El cambio de guardia lo había tomado por sorpresa y dejó sin aliento a todo el personal editorial.
Se sabía desde hace tiempo en la redacción del New York Times que entre Jill Abramson y Sulzberger no corría buena sangre, pero nadie esperaba un terremoto en la cumbre de modo brutal y repentino.
Abramson desapareció una noche sin despedirse y sin siquiera tratar de dar la apariencia de que había decidido renunciar voluntariamente.

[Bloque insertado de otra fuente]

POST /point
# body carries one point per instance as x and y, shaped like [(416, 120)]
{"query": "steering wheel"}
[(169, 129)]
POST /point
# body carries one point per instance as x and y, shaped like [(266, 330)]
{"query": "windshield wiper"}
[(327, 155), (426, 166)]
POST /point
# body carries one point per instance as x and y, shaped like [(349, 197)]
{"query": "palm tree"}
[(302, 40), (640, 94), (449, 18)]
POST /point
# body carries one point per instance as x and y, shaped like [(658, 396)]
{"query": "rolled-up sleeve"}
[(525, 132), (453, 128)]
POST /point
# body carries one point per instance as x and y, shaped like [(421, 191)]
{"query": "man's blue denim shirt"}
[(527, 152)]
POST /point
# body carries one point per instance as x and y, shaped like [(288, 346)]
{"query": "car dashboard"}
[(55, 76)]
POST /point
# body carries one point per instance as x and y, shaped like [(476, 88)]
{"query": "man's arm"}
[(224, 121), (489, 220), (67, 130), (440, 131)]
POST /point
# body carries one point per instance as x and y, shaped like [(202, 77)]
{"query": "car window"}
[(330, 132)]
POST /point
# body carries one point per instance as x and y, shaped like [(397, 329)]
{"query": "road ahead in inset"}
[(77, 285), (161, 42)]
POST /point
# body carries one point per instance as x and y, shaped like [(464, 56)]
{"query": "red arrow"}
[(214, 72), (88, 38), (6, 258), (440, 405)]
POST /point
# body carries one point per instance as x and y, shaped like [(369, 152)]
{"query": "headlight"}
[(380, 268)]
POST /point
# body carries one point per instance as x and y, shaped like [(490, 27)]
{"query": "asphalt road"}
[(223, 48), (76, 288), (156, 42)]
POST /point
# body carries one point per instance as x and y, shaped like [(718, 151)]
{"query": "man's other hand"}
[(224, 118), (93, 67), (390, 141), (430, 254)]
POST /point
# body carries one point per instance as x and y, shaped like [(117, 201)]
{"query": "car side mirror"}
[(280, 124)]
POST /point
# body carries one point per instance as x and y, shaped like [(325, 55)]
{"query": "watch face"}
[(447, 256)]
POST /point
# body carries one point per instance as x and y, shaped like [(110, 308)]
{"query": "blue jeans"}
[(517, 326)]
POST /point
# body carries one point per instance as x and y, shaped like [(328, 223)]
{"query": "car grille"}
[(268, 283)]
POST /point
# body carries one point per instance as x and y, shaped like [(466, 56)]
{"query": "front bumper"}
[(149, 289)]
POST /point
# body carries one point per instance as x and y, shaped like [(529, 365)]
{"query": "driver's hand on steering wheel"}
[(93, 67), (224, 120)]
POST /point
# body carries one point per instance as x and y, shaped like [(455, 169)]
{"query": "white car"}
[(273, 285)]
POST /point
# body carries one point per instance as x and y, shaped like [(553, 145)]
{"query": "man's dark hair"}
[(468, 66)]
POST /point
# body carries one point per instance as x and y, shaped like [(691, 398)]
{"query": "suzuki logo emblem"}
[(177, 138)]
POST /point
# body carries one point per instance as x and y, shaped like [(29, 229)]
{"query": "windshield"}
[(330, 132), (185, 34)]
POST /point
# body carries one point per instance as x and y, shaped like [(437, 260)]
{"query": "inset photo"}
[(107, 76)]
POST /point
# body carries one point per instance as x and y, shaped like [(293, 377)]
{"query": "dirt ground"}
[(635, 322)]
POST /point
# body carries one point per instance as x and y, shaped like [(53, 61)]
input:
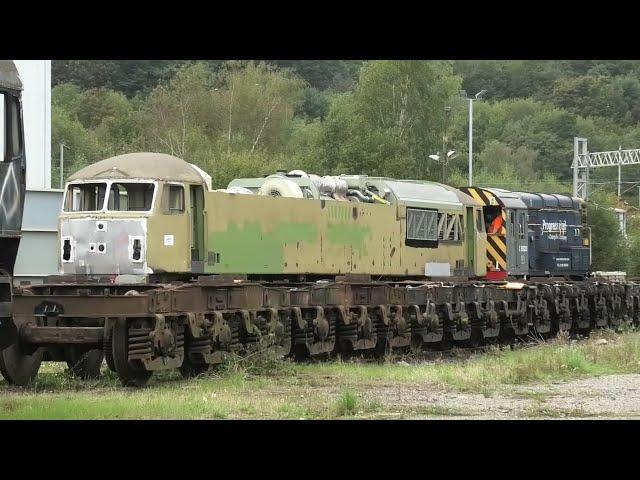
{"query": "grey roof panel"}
[(423, 191), (141, 165)]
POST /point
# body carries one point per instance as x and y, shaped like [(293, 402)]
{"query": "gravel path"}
[(614, 396)]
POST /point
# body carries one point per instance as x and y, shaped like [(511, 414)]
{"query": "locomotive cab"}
[(136, 214)]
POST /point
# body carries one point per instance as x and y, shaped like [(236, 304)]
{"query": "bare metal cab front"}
[(103, 227)]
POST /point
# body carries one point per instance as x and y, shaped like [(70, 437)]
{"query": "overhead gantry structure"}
[(583, 160)]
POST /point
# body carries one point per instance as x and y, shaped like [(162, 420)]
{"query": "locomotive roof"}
[(141, 165), (412, 191), (543, 200), (9, 77)]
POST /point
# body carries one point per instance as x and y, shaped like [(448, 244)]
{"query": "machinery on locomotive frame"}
[(160, 271)]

La semana pasada, la Universidad de Harvard, su alma mater, anunció que Abramson enseñará durante un año "escritura de no ficción" (non fiction writing) en el Departamento de Inglés.
Baquet, mientras tanto, no designó a un vicedirector al momento de su nombramiento, porque quería "darse tiempo para replantear las estructuras jerárquicas del periódico a la luz del desarrollo en el área digital", explicó.
"Me doy cuenta de que mi operación coincide con un momento en el que estamos tratando de hacer progresos como redacción", escribió Baquet desde la cama del hospital.
"Durante mi ausencia voy a estar en contacto con los jefes de cada sector, es cuanto podemos hacer a placer y continuaremos explicando nuestros nuevas y diversas iniciativas ".